Encoder stacking is an approach that uses specialized encoders for different types of data instead of relying solely on text encoders. It involves breaking down a query into components and routing each component to the appropriate specialized encoder—such as numerical encoders for popularity scores, location encoders for geographical data, or graph encoders for user interaction patterns. The outputs from these encoders are then aggregated into a final embedding that captures all relevant signals.

How does encoder stacking handle a complex travel query?

For a query like "popular, family-friendly hotels with good Wi-Fi near Manhattan midtown under $400," encoder stacking would:

Route "popular" to a numerical encoder that creates a bias toward highly-rated properties
Send "family-friendly" to a categorical encoder that biases toward that attribute
Process "good Wi-Fi" through a semantic encoder that understands sentiment in reviews
Direct "near Manhattan midtown" to a location encoder that understands geographical proximity
Create a filter predicate for "under $400"
Combine all these signals into a single embedding that captures all these preferences

What are the benefits of using specialized encoders?

Specialized encoders provide more accurate representations of different data types than text-only models. They allow for smoother bias functions rather than rigid filters, eliminate the need for re-ranking by getting better initial results, and handle non-textual data properly. This approach also makes it easier to update individual components when data distributions change, rather than retraining an entire model.

How does Superlinked implement encoder stacking?

Superlinked provides an open-source framework that allows developers to create a system of specialized encoders. The framework includes components for query understanding, encoder routing, and result aggregation. It works with various vector databases (including Redis, MongoDB, and Quadrant) and provides APIs for building retrieval systems for RAG, recommendation systems, and search applications.

How often do you need to refresh embedding models in this approach?

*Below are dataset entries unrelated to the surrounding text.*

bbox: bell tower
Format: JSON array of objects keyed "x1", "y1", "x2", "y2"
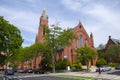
[{"x1": 35, "y1": 7, "x2": 48, "y2": 42}]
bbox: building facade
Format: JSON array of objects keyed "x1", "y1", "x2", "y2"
[{"x1": 35, "y1": 9, "x2": 96, "y2": 68}]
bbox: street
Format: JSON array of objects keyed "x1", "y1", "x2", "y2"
[
  {"x1": 23, "y1": 76, "x2": 75, "y2": 80},
  {"x1": 2, "y1": 69, "x2": 120, "y2": 80}
]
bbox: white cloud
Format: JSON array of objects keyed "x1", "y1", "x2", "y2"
[
  {"x1": 62, "y1": 0, "x2": 120, "y2": 47},
  {"x1": 0, "y1": 6, "x2": 39, "y2": 33},
  {"x1": 86, "y1": 5, "x2": 120, "y2": 29}
]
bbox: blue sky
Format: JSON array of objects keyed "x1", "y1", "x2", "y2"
[{"x1": 0, "y1": 0, "x2": 120, "y2": 47}]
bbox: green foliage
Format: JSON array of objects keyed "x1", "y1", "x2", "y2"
[
  {"x1": 0, "y1": 16, "x2": 23, "y2": 54},
  {"x1": 105, "y1": 45, "x2": 120, "y2": 63},
  {"x1": 55, "y1": 59, "x2": 71, "y2": 70},
  {"x1": 96, "y1": 58, "x2": 107, "y2": 67},
  {"x1": 71, "y1": 63, "x2": 82, "y2": 70},
  {"x1": 76, "y1": 47, "x2": 97, "y2": 62},
  {"x1": 44, "y1": 24, "x2": 76, "y2": 72}
]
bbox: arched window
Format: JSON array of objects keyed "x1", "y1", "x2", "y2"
[
  {"x1": 80, "y1": 35, "x2": 83, "y2": 47},
  {"x1": 43, "y1": 27, "x2": 45, "y2": 35}
]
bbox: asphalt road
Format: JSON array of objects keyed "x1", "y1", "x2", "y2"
[{"x1": 23, "y1": 76, "x2": 75, "y2": 80}]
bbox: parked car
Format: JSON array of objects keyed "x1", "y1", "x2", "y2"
[
  {"x1": 3, "y1": 76, "x2": 23, "y2": 80},
  {"x1": 16, "y1": 69, "x2": 24, "y2": 73},
  {"x1": 5, "y1": 69, "x2": 14, "y2": 75},
  {"x1": 115, "y1": 64, "x2": 120, "y2": 69},
  {"x1": 34, "y1": 69, "x2": 45, "y2": 74},
  {"x1": 24, "y1": 69, "x2": 33, "y2": 73},
  {"x1": 96, "y1": 66, "x2": 112, "y2": 72}
]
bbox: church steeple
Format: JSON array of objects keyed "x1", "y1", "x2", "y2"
[
  {"x1": 36, "y1": 7, "x2": 48, "y2": 42},
  {"x1": 41, "y1": 7, "x2": 48, "y2": 20}
]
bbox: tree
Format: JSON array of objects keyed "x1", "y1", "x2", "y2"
[
  {"x1": 96, "y1": 58, "x2": 107, "y2": 67},
  {"x1": 24, "y1": 42, "x2": 50, "y2": 69},
  {"x1": 44, "y1": 24, "x2": 77, "y2": 73},
  {"x1": 0, "y1": 54, "x2": 6, "y2": 66},
  {"x1": 76, "y1": 47, "x2": 97, "y2": 70},
  {"x1": 0, "y1": 16, "x2": 23, "y2": 55},
  {"x1": 105, "y1": 45, "x2": 120, "y2": 63}
]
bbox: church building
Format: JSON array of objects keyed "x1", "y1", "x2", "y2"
[{"x1": 35, "y1": 9, "x2": 96, "y2": 68}]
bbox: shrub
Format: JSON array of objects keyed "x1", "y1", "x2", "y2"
[{"x1": 96, "y1": 58, "x2": 107, "y2": 67}]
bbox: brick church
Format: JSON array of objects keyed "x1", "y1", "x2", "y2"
[{"x1": 35, "y1": 9, "x2": 96, "y2": 66}]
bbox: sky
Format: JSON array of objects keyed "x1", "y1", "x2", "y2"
[{"x1": 0, "y1": 0, "x2": 120, "y2": 47}]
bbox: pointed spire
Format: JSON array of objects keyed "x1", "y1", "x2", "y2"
[
  {"x1": 90, "y1": 32, "x2": 93, "y2": 38},
  {"x1": 43, "y1": 6, "x2": 46, "y2": 11}
]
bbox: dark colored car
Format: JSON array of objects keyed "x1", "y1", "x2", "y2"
[
  {"x1": 5, "y1": 69, "x2": 14, "y2": 75},
  {"x1": 115, "y1": 65, "x2": 120, "y2": 69},
  {"x1": 16, "y1": 69, "x2": 24, "y2": 73},
  {"x1": 34, "y1": 69, "x2": 45, "y2": 74},
  {"x1": 96, "y1": 66, "x2": 112, "y2": 72},
  {"x1": 24, "y1": 69, "x2": 33, "y2": 73}
]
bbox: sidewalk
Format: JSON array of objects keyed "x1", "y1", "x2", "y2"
[{"x1": 50, "y1": 72, "x2": 120, "y2": 80}]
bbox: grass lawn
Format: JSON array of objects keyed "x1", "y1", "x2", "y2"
[{"x1": 54, "y1": 75, "x2": 102, "y2": 80}]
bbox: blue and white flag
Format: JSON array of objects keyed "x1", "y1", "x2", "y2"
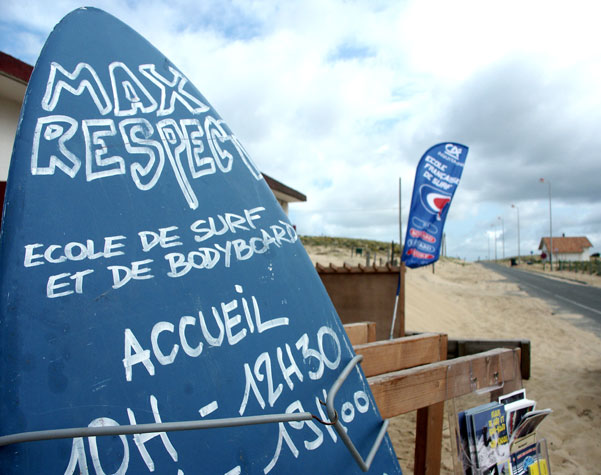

One advantage of encoder stacking is that you can selectively update individual encoders when their specific data distributions change, rather than retraining the entire system. This modular approach makes maintenance more manageable. You can also implement caching at the individual encoder level, allowing you to update only the affected parts of an embedding when certain attributes change.

How do you handle keyword-heavy queries in this framework?

Keyword queries are typically handled through the filter component of the system. While sparse data structures (like traditional keyword search) could theoretically be integrated into the encoder framework, current vector databases are more optimized for handling these as filters. Superlinked uses the underlying sparse indexing capabilities (like BM25) of the database for keyword matching.

How should encoders be designed and combined?

Encoders should be designed to produce dense vector representations of their specific input types. These outputs are then aggregated—typically by normalizing each encoder's output and concatenating them dimension-wise into a larger vector. This approach preserves the signal from each encoder in separate dimensions, which helps with explainability and allows for query-time weighting of different signals.

Will text models eventually replace specialized encoders?

While large companies with massive data might be able to train transformers that outperform specialized encoders, most organizations benefit from having a toolkit that allows them to build systems specific to their needs. Until we reach true AGI, specialized encoders will likely remain valuable for handling non-textual data types and providing more control over search results.

What should we be focusing on to improve search systems?

We should focus on three key areas: 1) Looking at the world through lenses beyond text tokenization, 2) Reducing our reliance on re-ranking by improving initial retrieval, and 3) Using smooth bias functions instead of rigid Boolean filters. These approaches will lead to more accurate, efficient, and controllable search systems.